Cuadrix / puppeteer-page-proxy

Additional module to use with 'puppeteer' for setting proxies per page basis.

Geek Repo:Geek Repo

Github PK Tool:Github PK Tool

puppeteer-page-proxy doesn't work at all

jpgklassen opened this issue · comments

I followed the example code and it doesn't work. Requests are sent from my own IP address, not the IP address of the proxy.

My code:

const puppeteer = require('puppeteer')
const useProxy = require('puppeteer-page-proxy')
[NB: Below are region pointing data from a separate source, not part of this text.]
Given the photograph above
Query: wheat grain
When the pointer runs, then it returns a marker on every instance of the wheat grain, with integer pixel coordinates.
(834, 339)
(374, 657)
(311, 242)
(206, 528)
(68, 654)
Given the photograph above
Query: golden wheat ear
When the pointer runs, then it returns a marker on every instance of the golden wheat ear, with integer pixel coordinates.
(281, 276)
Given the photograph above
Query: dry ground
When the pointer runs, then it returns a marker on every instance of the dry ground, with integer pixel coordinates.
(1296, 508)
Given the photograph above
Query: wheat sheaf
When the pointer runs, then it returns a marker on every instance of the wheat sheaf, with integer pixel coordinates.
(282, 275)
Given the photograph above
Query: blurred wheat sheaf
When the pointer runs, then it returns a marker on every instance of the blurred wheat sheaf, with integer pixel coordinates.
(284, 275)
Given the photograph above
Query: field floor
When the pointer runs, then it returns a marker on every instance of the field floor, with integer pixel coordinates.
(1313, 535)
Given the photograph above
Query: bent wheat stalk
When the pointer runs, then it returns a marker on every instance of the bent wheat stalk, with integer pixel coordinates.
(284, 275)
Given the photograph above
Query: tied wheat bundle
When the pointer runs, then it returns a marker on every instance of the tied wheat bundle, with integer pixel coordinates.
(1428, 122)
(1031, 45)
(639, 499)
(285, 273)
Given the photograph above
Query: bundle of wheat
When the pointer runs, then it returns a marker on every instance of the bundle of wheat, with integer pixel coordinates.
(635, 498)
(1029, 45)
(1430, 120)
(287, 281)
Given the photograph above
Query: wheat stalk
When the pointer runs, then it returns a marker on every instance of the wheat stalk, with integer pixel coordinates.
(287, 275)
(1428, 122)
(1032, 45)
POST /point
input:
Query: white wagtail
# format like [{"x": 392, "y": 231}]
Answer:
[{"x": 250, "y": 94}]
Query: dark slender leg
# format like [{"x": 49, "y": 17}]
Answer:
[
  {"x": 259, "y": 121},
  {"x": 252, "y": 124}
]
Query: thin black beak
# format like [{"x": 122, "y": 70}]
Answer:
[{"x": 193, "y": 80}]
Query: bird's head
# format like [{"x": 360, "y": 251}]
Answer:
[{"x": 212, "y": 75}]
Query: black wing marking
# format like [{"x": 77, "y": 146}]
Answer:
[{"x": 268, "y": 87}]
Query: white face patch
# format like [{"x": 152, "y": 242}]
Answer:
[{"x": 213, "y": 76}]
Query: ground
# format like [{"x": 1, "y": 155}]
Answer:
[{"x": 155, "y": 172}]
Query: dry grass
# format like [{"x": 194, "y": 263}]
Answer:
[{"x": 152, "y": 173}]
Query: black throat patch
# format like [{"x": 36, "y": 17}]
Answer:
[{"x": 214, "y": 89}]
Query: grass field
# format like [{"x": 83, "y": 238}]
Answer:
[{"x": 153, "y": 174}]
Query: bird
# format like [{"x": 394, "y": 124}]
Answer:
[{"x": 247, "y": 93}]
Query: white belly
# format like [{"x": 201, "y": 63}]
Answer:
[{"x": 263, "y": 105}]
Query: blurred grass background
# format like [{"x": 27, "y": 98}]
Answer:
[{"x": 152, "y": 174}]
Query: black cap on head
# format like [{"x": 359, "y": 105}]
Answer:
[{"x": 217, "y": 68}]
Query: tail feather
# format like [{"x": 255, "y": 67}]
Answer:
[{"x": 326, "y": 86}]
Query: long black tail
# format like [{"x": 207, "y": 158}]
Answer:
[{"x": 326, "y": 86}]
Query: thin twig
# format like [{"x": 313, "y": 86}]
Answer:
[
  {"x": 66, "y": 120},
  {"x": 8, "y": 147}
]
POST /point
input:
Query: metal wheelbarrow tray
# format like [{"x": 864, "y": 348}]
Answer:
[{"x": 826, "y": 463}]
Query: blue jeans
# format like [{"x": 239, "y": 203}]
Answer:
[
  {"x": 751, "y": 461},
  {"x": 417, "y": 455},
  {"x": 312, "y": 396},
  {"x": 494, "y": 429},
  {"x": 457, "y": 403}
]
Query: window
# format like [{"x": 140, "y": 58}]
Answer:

let proxy = 'http://host:port'
let url = 'https://example.com'

global.browser = await puppeteer.launch({headless: true})
global.page = await global.browser.newPage()
await Promise.all([
  global.page.setUserAgent('Mozilla/5.0 (Windows NT 10.0; Win64; x64) AppleWebKit/537.36 (KHTML, like Gecko) Chrome/77.0.3865.90 Safari/537.36'),
  global.page.setViewport({ width: 1366, height: 768 }),
  global.page.setRequestInterception(true)
])
global.page.on('request', req => {
  if (req.resourceType() === 'image' || req.resourceType() === 'stylesheet' || req.resourceType() === 'font') {
    req.abort()
  } else {
    req.continue()
  }
})
await useProxy(global.page, proxy)
let data = await useProxy.lookup(global.page)
console.log(data) // always prints out my IP address, not the IP address of the proxy
await global.page.goto(url) // my server logs show the request is coming from my IP address, no the IP address of the proxy

Any idea why it isn't working?

Sorry for the late response. useProxy also intercepts requests internally to change the proxy of a request. The reason it isn't working in this case is because you are continuing the request before useProxy even gets to handle it. But even if it was able to handle it, you would just be greeted with 'Request already handled' error because requests can only be handled once.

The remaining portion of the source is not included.